Since U.S. News & World Report led the way in 1983, several organizations have come up with ways of assessing the quality of colleges. Recently, the Heritage Foundation has gotten into this. Is its way any good?
In today’s Martin Center article, Samuel Negus argues that it is.
He writes:
In September, the Heritage Foundation launched an interactive, web-based guide to help students “Choose College with Confidence.” It currently grants nearly 300 colleges and universities one of three designations: “great option,” “worth considering,” or “not recommended.” I spoke with a contributor to the project, Heritage fellow Jonathan Butcher, who emphasized the difference between rating and ranking. Ordinal rankings, such as the influential U.S. News & World Report list, “emphasize selectivity,” Butcher said. They largely reflect “where students go, not what they do when they get there.”
As you’d expect, the usual suspects have attacked Heritage’s system. For instance, “Isaac Kamola of the Association of American University Professors and Trinity College, Connecticut, called Heritage ‘market fundamentalists’ and the rating system ‘ideologically driven.’”
That’s a pretty good indicator that Heritage is doing something right. (I have to add that the “market fundamentalist” sneer is utterly ignorant.
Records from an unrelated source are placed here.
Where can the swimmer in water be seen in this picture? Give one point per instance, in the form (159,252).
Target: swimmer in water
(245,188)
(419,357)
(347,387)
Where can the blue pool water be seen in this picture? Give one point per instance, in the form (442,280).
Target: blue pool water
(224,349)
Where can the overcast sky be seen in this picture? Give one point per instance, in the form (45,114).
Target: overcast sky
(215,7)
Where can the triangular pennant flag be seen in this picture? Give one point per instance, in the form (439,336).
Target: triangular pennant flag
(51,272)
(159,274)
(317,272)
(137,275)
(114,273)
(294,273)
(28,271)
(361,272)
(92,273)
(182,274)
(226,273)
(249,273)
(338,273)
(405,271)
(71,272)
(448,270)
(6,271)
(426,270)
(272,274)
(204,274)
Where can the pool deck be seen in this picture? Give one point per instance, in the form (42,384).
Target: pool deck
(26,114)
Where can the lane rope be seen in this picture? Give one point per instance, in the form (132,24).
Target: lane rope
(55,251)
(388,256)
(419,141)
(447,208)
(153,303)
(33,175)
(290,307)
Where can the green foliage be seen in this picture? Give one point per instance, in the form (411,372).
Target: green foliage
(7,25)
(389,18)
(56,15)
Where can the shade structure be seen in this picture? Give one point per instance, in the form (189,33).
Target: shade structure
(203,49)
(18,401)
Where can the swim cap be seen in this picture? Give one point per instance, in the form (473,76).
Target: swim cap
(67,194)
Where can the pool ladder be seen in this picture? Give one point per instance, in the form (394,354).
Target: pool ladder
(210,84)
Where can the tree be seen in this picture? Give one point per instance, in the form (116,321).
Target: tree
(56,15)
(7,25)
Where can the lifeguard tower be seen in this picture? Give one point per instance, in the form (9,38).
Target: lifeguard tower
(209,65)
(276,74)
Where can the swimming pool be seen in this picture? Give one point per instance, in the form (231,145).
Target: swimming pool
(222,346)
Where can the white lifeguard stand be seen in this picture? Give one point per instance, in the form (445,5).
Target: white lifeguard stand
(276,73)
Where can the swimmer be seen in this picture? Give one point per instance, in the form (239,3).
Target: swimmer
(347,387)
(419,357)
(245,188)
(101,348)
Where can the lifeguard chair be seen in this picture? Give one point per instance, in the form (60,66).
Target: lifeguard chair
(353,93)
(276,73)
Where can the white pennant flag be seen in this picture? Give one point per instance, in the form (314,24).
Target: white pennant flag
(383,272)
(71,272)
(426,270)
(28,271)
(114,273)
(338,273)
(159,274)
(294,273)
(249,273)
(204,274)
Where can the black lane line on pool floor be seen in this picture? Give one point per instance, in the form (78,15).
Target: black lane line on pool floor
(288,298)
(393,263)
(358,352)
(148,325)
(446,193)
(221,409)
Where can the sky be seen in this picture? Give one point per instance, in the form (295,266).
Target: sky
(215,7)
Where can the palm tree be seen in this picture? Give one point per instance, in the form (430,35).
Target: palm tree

Those who argue that government interference with the spontaneous order of the free market usually does more harm than good do so not because some text dictates their beliefs, but because they have read the work of centuries of great thinkers.)
The Heritage project is just getting going, but it appears to offer students and their families a valuable way of figuring out if a college does or does not align with their values.